Sunday 10th, December 2017 / 12:00
By Michael Podgurney 

Punk vet unleashes brutal honesty in literature
Photo by Corey Hamilton

EDMONTON – Where do you fit into this world? When the stress of life gets you in a twist and the debasing sentiments of others about their fellow humans seem overwhelming, what you might find is not a pleasant or welcoming environment. The outside world can seem like a confusing matrix of petty thoughtlessness. In a very tangible and sometimes uncomfortable way, that is the theme many of Corey Hamilton’s works display.
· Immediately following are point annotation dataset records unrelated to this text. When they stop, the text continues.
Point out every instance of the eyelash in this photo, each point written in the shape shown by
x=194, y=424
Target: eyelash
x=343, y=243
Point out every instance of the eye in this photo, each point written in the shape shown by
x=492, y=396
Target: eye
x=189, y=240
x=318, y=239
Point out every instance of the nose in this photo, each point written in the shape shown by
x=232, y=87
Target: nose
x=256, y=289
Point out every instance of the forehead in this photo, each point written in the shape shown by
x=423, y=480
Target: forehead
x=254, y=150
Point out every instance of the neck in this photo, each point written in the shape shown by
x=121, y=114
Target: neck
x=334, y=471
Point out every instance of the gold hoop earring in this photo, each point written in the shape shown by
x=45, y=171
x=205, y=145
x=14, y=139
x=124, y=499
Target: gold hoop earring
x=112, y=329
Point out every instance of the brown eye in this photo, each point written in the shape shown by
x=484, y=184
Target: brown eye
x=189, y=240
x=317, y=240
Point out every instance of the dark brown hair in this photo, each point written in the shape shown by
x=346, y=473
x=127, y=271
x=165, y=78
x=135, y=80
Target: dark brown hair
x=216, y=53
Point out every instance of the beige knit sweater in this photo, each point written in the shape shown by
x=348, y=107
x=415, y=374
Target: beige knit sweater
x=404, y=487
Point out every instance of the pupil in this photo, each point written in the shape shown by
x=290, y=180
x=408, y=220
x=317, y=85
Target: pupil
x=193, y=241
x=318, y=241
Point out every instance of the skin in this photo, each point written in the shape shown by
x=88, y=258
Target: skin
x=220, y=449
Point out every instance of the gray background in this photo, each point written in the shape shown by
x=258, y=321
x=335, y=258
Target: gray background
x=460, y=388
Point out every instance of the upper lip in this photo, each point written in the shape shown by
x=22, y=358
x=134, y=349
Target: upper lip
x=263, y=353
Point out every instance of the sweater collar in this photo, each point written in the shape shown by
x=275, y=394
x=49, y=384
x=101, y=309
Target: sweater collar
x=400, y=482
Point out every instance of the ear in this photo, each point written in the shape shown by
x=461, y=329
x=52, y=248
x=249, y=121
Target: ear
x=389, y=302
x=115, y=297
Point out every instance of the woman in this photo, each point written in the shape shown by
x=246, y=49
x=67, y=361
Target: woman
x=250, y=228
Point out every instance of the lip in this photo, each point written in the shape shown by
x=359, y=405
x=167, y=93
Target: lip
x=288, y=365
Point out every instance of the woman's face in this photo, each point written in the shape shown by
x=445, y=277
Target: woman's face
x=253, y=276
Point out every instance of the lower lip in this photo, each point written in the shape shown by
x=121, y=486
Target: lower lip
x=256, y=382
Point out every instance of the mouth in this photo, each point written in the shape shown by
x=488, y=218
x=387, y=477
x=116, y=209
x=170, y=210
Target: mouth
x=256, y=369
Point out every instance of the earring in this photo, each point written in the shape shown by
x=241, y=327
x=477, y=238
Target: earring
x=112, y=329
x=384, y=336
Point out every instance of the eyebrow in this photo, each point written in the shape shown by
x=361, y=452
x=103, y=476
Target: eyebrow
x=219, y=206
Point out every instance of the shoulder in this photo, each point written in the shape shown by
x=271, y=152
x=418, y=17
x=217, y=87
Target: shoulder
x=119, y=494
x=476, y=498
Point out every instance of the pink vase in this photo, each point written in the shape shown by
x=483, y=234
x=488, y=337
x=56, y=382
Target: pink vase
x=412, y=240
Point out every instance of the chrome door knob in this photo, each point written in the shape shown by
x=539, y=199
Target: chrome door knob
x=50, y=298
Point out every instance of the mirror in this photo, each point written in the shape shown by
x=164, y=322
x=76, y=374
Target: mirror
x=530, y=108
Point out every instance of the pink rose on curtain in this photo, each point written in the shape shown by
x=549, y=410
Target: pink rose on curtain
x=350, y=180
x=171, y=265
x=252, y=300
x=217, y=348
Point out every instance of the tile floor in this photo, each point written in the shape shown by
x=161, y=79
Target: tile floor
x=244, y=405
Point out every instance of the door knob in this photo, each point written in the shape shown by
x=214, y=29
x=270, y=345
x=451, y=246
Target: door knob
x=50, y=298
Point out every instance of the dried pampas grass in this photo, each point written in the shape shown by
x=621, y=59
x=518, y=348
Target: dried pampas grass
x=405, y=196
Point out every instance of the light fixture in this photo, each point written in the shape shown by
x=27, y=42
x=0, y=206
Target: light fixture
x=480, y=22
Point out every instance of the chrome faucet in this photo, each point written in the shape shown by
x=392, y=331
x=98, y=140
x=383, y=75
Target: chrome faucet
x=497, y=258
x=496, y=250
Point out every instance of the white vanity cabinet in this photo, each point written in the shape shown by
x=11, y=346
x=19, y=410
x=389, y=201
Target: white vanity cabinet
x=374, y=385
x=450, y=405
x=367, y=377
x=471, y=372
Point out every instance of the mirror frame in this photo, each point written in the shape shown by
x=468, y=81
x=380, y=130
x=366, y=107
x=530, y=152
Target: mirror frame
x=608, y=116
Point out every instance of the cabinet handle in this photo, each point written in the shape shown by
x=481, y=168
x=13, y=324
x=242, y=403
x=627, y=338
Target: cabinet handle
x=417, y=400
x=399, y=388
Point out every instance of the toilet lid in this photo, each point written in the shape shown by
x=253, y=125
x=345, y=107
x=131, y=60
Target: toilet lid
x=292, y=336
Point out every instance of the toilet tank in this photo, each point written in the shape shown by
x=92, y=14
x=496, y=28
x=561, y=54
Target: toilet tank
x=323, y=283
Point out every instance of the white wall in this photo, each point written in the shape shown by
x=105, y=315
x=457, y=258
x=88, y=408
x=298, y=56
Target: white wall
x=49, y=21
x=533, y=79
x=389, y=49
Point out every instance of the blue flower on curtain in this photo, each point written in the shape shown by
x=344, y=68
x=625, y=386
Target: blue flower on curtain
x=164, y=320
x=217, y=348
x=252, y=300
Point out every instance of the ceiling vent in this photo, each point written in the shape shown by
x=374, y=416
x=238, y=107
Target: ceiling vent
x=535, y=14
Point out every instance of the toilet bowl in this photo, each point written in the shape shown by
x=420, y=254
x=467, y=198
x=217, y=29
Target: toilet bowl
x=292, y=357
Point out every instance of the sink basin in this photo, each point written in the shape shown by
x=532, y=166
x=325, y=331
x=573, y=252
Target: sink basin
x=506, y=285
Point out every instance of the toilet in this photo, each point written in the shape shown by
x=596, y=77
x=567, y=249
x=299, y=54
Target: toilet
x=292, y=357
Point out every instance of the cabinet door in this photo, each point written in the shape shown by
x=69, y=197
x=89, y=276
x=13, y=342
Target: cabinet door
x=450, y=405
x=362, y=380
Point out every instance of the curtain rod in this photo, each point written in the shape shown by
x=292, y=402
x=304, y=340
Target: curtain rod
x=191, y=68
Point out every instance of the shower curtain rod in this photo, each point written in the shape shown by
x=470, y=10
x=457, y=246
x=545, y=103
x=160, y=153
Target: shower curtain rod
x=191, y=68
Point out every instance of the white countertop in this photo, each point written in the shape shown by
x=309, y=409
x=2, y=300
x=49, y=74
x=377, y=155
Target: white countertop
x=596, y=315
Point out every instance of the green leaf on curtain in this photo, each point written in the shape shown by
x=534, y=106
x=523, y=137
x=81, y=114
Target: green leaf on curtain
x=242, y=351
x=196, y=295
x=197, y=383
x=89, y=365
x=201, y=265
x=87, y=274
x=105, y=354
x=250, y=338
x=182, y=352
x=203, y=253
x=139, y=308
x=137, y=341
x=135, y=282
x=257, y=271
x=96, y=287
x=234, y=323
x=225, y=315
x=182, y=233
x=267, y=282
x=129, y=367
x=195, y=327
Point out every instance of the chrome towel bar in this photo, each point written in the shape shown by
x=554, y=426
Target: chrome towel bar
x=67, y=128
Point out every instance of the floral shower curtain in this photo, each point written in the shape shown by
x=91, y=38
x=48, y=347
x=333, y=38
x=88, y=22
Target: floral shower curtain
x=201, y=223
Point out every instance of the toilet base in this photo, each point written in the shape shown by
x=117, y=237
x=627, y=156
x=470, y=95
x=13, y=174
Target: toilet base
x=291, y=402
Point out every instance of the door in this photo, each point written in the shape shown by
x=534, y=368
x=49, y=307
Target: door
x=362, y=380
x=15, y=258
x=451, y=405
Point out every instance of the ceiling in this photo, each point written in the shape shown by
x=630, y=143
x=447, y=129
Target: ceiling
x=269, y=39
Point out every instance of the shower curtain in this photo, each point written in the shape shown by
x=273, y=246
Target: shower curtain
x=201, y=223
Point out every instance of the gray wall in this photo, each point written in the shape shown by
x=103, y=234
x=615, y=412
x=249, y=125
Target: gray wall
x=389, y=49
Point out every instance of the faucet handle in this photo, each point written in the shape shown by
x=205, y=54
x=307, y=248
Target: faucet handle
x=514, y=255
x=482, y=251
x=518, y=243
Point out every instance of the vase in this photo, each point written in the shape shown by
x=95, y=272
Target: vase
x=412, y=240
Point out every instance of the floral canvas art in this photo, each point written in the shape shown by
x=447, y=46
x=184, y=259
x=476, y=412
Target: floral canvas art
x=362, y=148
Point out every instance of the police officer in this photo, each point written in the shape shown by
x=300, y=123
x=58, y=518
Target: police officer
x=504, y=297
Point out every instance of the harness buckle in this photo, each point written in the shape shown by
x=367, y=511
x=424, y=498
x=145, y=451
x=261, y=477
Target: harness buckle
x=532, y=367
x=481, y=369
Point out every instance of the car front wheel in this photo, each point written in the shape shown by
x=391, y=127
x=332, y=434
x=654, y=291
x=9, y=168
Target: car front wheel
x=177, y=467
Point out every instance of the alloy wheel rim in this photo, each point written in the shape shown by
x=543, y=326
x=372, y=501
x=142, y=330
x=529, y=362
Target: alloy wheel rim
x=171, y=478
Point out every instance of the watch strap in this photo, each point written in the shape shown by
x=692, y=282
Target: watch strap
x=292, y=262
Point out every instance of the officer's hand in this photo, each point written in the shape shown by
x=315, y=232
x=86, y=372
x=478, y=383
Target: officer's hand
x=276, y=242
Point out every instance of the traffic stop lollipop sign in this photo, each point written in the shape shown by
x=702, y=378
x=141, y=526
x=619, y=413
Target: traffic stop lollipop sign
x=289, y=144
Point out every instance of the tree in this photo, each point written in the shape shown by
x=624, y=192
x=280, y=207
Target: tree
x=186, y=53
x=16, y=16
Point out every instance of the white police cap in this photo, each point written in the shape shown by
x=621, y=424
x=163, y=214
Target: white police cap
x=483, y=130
Here, abrasiveness and controversy abound, along with sobering self-examination and attempts to find meaning.  

A long time Edmonton resident born in Winnipeg, Hamilton has been writing and self-publishing books of abrasive poetry, stream of consciousness writing, short stories and essays for 25 years and he’s got some pretty strong motivation.  

“I do this to straighten my brain out,” he says. “I think if I didn’t do something I’d go crazy.”  

His writing points towards a very intense personal struggle with the people he encounters in his world, sometimes fawning over potential love, other times confronting people with unwarranted rage and hatred. There is an undeniable commentary directed at the general public, especially in his earlier works. What bothers him most about others is that, “people just don’t know how to let it go. You pick your battles and live and let live.”  

And that is why he tends to throw a good deal of the population into the existential wood-chipper.  

His earlier works were a strong reaction to his sharp and brutal impression of the world.  

“I don’t necessarily agree with everything I wrote,” he explains, referring to one of his more jarring pieces.  

“At the time (of writing) your views get polarized when you’re in the thick of things.”  

That is what you get with Hamilton.  

His earlier works are contrasted with his later ones, where he tends more towards a personal involvement in his world.  

“I was reacting instead of being introspective,” he says of his earlier books. “Because 90% of this I’m directing at everybody, when I should have been directing it at everybody and at myself.”  

But, there is a light side to Hamilton.  

“I’m really a nice guy,” he says. “I don’t mean to detriment…I should be more forgiving.” Indeed, in his final poem in his latest work he leaves off on a tender note.  

“To whoever finds this/I love you.”  

 

You can find Hamilton at Edmonton Zine Fair 8, Saturday December 16th, at St. Johns Institute, where he is releasing some new self-published works, Open Up and Mash Notes Vol.1 and Vol.2.